I visited Croatia on a family holiday when I was 18, in the Summer during my gap year. I had just come back from one week in Kavos (Greece) with my school friends and I was only home one night before heading back to the airport. As a result, I was suffering from the week-long hangover that tends to follow these kinds of 18-30 holidays and spent the majority of my time asleep on the beach! However, I still remember how beautiful Croatia was, and since reading more about the different places (especially all the island hopping), I’d love to go back and see the country properly. EDIT: Heading back to Croatia in July 2016!
We flew in to Pula airport (circled on the map above) and travelled by coach towards Porec, which took just under one hour and cost a grand total of £4.50/ $6.50 per person! Porec is almost 2,000 years old, and is set around a harbour protected from the sea by the small island of Sveti Nikola (Saint Nicholas/San Nicola). We actually stayed on this island in one of the hotels (Hotel Fortuna), which meant getting a ferry to and from the harbour/ mainland (around £2/ $1.40 per person for a return).
The island was pretty adorable, with pine forests, pebble beaches, rocky breakwaters and small bays ideal for snorkelling. I spent a lot of time swimming and snorkelling along the coast, spotting as many exotic fish as I could (whilst trying not to vomit – thank you Kavos).
Whilst there, we visited Porec’s Old Town, which was a maze of cobbled streets, restaurants and historical buildings. There are also lots of winding side streets filled with shops, art galleries and quaint courtyards. You can also opt to visit the famous Euphrasian Basilica, a UNESCO World Heritage Site. This is most integrally preserved early Christian cathedral complex in the region and unique due to the fact all the basic components, e.g. church, chapel and atrium are preserved… Pretty cool!
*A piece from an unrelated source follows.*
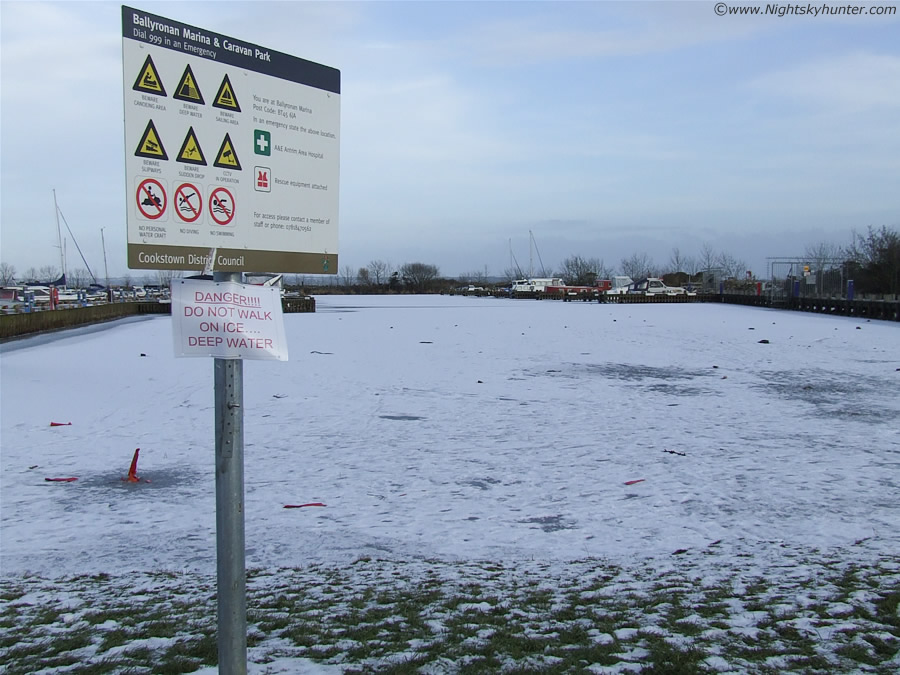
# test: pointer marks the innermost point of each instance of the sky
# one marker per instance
(603, 128)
Other options include a trip to the Bardine cave which costs around £8/ $11, or visit one (or all) of the three towers: Pentagonal, Round Tower and Northern. All were all built in the 15th century during Venetian rule to guard against a potential invasion. They are three of the original 11 Porec towers that once made up the city walls, and are now a popular tourist attraction. There’s lots more to do in Porec, including day trips, sea sports such as kayaking, and lots of local walking opportunities. You can even opt, as my parents did, to go on a day trip to Venice by ferry which takes 2 hours, 45 minutes and costs about £50/ $70 return.